Beck turned off the coffeepot and the kitchen light, then headed out to his Jeep, his phone in his hand. Once behind the wheel, he punched in the speed-dial for Hal Garrity as he backed out of his driveway. Hal, one-time chief of police in St. Dennis, Maryland, was now happily retired but always agreeable to working part-time hours in the summer when the tourists invaded the small town on the Chesapeake Bay. At sixty-five, he was still in fine shape, still took pride in being a good cop, and had no problem taking direction from his successor. After all, he’d been instrumental in hiring Beck.
Hal answered on the first ring. He was already on his way in to the station, but was just as happy to head out to the accident scene, and wouldn’t mind a stop at Krauser’s Auto Body to check up on that tow truck. Beck smiled when the call ended. As much as Hal loved retirement, he sure did love playing cop now and then.
The narrow streets of St. Dennis were waist-high in an eerie mist that had yet to be burned off by the still rising sun. Wisps of white, caught in the headlights, were tossed about by Beck’s old Jeep, the ragged pieces floating across Charles Street, the main road that ran through the village, from the highway straight on out to the bridge over the inlet that led to Cannonball Island. Here in the center of town all was unbroken silence. No other cars were on the street, no shops opened, no pedestrians passed by. All was still. Peaceful.

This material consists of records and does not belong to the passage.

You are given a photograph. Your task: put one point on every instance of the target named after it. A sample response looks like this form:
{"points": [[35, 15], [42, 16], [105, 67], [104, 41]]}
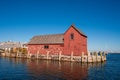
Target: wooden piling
{"points": [[71, 58]]}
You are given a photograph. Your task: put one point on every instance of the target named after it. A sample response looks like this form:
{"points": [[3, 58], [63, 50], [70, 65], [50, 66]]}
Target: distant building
{"points": [[73, 40], [10, 44]]}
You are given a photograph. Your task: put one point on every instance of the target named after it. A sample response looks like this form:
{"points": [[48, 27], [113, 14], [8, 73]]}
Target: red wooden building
{"points": [[73, 40]]}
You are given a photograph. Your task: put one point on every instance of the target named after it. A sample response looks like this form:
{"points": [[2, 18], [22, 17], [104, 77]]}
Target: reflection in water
{"points": [[60, 70], [26, 69]]}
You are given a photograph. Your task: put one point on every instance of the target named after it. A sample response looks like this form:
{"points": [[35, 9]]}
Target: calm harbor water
{"points": [[24, 69]]}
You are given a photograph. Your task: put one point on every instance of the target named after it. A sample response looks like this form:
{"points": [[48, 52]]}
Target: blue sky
{"points": [[20, 20]]}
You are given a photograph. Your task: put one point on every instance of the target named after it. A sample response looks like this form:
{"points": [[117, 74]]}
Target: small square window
{"points": [[72, 36]]}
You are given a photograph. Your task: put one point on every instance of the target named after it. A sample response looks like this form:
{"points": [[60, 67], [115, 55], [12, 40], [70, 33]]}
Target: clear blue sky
{"points": [[20, 20]]}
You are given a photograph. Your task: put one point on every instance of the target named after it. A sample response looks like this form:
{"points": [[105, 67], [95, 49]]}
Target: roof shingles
{"points": [[47, 39]]}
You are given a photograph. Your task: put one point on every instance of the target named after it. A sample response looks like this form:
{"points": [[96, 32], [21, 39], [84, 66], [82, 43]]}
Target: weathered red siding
{"points": [[53, 48], [76, 45]]}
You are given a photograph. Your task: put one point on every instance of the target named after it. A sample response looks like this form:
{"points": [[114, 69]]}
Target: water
{"points": [[22, 69]]}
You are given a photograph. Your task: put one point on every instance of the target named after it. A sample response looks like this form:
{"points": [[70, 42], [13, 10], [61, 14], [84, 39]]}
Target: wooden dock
{"points": [[90, 58]]}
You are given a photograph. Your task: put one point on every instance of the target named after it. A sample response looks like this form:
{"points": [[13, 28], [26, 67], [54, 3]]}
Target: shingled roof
{"points": [[78, 30], [47, 39]]}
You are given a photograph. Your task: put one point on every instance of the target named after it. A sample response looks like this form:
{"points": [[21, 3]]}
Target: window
{"points": [[46, 47], [72, 36]]}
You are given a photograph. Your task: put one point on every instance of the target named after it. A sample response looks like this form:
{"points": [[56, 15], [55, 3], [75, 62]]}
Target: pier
{"points": [[90, 58]]}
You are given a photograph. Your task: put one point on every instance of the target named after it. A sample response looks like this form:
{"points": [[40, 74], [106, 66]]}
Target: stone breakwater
{"points": [[91, 57]]}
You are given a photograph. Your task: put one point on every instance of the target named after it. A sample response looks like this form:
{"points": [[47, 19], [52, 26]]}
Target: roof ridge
{"points": [[49, 34]]}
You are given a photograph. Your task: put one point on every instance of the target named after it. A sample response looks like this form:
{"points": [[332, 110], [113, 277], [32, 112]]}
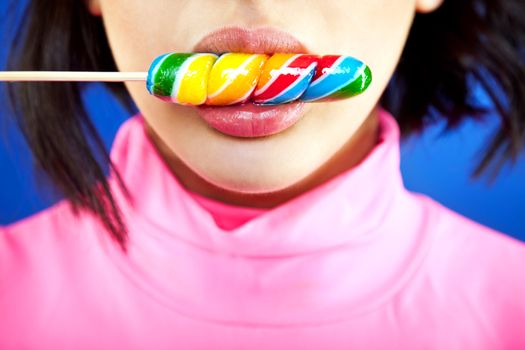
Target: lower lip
{"points": [[250, 120]]}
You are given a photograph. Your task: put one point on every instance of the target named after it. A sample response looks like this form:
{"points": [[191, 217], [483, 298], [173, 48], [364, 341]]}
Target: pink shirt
{"points": [[356, 263]]}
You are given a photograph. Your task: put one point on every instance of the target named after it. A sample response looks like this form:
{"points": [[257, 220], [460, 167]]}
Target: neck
{"points": [[351, 154]]}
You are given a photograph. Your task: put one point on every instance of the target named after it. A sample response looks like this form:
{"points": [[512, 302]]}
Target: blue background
{"points": [[436, 163]]}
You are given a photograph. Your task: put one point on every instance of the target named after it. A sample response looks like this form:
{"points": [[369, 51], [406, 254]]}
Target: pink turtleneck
{"points": [[356, 263]]}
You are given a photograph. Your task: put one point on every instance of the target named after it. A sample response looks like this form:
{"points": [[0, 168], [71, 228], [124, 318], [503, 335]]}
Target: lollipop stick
{"points": [[72, 76]]}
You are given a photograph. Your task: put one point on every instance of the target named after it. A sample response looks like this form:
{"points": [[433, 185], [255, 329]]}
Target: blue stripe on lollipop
{"points": [[337, 77]]}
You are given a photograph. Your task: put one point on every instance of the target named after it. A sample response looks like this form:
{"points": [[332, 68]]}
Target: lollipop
{"points": [[282, 78], [234, 78]]}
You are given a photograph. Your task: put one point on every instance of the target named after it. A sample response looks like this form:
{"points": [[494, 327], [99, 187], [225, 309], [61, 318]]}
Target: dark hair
{"points": [[463, 40]]}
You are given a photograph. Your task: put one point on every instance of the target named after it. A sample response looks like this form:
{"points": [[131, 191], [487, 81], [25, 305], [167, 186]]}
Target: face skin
{"points": [[261, 172]]}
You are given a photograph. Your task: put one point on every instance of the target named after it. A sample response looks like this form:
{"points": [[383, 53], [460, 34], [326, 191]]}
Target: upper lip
{"points": [[264, 40]]}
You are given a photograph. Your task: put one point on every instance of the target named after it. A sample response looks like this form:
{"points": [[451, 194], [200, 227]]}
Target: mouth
{"points": [[250, 120]]}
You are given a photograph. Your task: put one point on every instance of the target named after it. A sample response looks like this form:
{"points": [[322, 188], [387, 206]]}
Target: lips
{"points": [[250, 120]]}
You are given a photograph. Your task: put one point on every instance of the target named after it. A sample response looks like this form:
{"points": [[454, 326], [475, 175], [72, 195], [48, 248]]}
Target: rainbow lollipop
{"points": [[233, 78]]}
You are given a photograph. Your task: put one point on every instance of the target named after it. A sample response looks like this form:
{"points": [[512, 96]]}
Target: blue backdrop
{"points": [[436, 163]]}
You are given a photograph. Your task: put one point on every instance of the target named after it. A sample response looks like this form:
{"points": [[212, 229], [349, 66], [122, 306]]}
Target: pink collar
{"points": [[361, 225]]}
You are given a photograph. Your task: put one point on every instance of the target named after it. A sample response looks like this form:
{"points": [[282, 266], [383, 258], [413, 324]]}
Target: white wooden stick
{"points": [[72, 76]]}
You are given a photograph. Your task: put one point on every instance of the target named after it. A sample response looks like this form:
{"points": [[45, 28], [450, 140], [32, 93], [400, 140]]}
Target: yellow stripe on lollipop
{"points": [[192, 89], [233, 78]]}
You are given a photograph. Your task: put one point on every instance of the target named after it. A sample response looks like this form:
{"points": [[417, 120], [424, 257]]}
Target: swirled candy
{"points": [[233, 78], [284, 78]]}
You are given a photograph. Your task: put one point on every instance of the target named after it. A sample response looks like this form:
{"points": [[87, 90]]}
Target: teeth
{"points": [[232, 78]]}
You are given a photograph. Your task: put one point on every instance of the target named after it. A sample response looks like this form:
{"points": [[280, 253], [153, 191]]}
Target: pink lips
{"points": [[249, 120]]}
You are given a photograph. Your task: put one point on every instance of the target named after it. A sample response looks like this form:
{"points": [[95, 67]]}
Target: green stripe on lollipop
{"points": [[163, 76], [357, 86]]}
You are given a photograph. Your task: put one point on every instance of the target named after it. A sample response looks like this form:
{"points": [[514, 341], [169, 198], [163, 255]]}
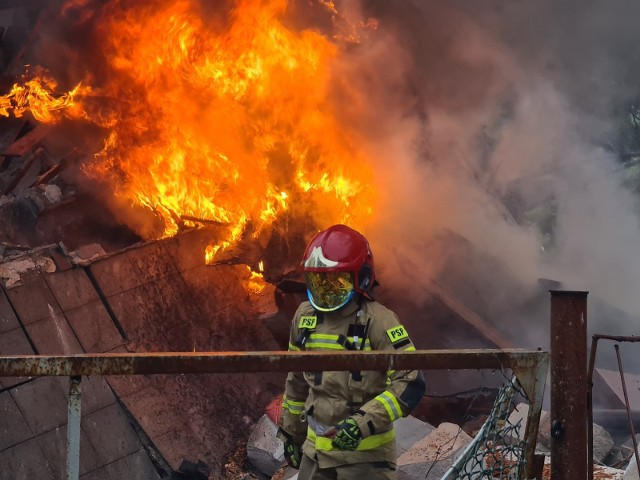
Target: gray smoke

This was the St. Dennis Beck loved, the one he remembered when he thought about moving back two years ago. But, with all the renovations, and every available building being bought up and fixed up and turned into one fancy shop or another, the St. Dennis he’d known would someday be little more than a fond memory. Now, though, in the early morning hours, before the tourists came out and the shop lights went on, the village was his home again. Peaceful, the way it was supposed to be.
Except for that damned traffic accident out on the highway, and knowing that by nine this morning the first of the tourists would arrive. They would be eager to spend their money in the picturesque boutiques and crowd his peaceful streets as they did every day starting in the middle of April and going strong right on through till Christmas. Today would be especially lively.
Beck checked the time. It was not quite six. The third annual Harbor Festival officially began at two that afternoon, but soon the first cars would begin to pull into the free parking lots across from the municipal building, and the early arrivals would descend on one of the three eateries in town that opened for breakfast.
He made a left onto Kelly’s Point Road and eased slowly down the narrow stretch to the municipal building. He parked in front of the sign that read reserved: g. beck and got out of his car. The tightly compacted crushed clam and oyster shells that covered the parking lot and served as fill crackled under his feet as he walked toward the building.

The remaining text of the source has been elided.